### Utkarsha Vidhale

## Data Pre-processing

### Table of Contents


[01. Introductions](#a1) 
 
[02. Deal with missing values](#a2) 
 
[03. Normalization](#a3) 
 
[04. Data transformation](#a4) 
 
[05. Feature selection](#a5) (yet to be added)
 
[06. Feature reduction](#a6) (yet to be added)
 
[07. Data Splits: Examples](#a7) (yet to be added)

<a id="a1"></a>
### 01. Introductions


Data preprocessing may include the following operations:
- file load
- deal with missing values
- slicing data
- data normalization
- data smoothing
- data transformation, numerical to categorical
- data transformation, categorical to numerical
- feature selection
- feature deduction
- some special preprocessing, such as the operations in text mining, e.g., stopword removal, tokenization, TF-IDF weighting


#### The following operations will use Data_Students.csv as the data set

<a id="a2"></a>
### 02. Deal with missing values 

Import Python Libraries

In [None]:
import numpy as np
import scipy as sp
import pandas as pd
import matplotlib as mpl
import seaborn as sns
from IPython.display import display, HTML

In [None]:
import warnings
warnings.filterwarnings('ignore')

Reading the csv file

In [None]:
df=pd.read_csv('data_students.csv')
cols=df.columns

Get dimensions of data

In [None]:
print(df.shape)

Print the data types

In [None]:
print(df.dtypes)

Print header and dataType, as well as boolean value which tells missing values

In [None]:
print('ColumnName, DataType, MissingValues')
for i in cols:
    print(i, ',', df[i].dtype,',',df[i].isnull().any())
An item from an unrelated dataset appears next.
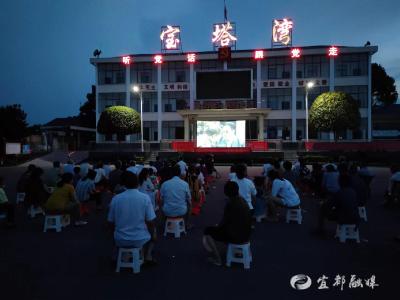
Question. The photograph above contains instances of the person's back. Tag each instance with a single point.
(130, 210)
(175, 195)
Identified columns with missing values:
 - `Age` 
 
 - `Hours on Assignments` 
 
 - `Hours on Games` 
 
 - `Exam` 
 
 - `Grade`








Print and display dataframe as tables in HTML

In [None]:
display(HTML(df.head(10).to_html()))  

By using `GradeLetter` as label, visualize the data

In [None]:
sns.set()
sns.pairplot(df, hue='GradeLetter', height=2);

Calculate mean value by ignoring missing values

In [None]:
mean_age=df['Age'].mean(skipna=True)
mean_hr_assignment=df['Hours on Assignments'].mean(skipna=True)
mean_hr_game=df['Hours on Games'].mean(skipna=True)
mean_exam=df['Exam'].mean(skipna=True)
mean_grade=df['Grade'].mean(skipna=True)

Replace missing values in numerical variables by using mean value

In [None]:
df["Age"].fillna(df["Age"].mean(), inplace=True)
df["Hours on Assignments"].fillna(df["Hours on Assignments"].mean(), inplace=True)
df["Hours on Games"].fillna(df["Hours on Games"].mean(), inplace=True)
df["Exam"].fillna(df["Exam"].mean(), inplace=True)
df["Grade"].fillna(df["Grade"].mean(), inplace=True)

Checking again whether there are missing values

In [None]:
df.isnull().sum()

<a id="a3"></a>
### 03. Normalization
 
 
- Finding numeric columns

In [None]:
numerics = ['int16', 'int32', 'int64', 'float16', 'float32', 'float64']
# get column names
cols_numeric = df.select_dtypes(include=numerics).columns.tolist()
# get column indices
cols_numeric_index=[df.columns.get_loc(col) for col in cols_numeric]
print('Numerical column names:\n',cols_numeric)

In [None]:
print('Numerical column indeices:\n',cols_numeric_index)

In [None]:
# creating a copy first
df_norm=df.copy(deep=True)

#### Normalization method 1

In [None]:
from sklearn.preprocessing import MinMaxScaler
scaler = MinMaxScaler()
df[cols_numeric]=scaler.fit_transform(df[cols_numeric])
display(HTML(df.head(10).to_html()))

#### Normalization method 2

In [None]:
for col in cols_numeric:
    df_norm[col]=(df[col]-df[col].min())/(df[col].max()-df[col].min())
    
  
# drop column ID since it is not useful in data science tasks    
df_norm=df_norm.drop('ID',1)


df_norm.head(10)

<a id="a4"></a>
### 04. Data transformation

In [None]:
df_transform=df_norm.copy(deep=True)   
# print out and display dataframe as tables in HTML
display(HTML(df_transform.head(5).to_html()))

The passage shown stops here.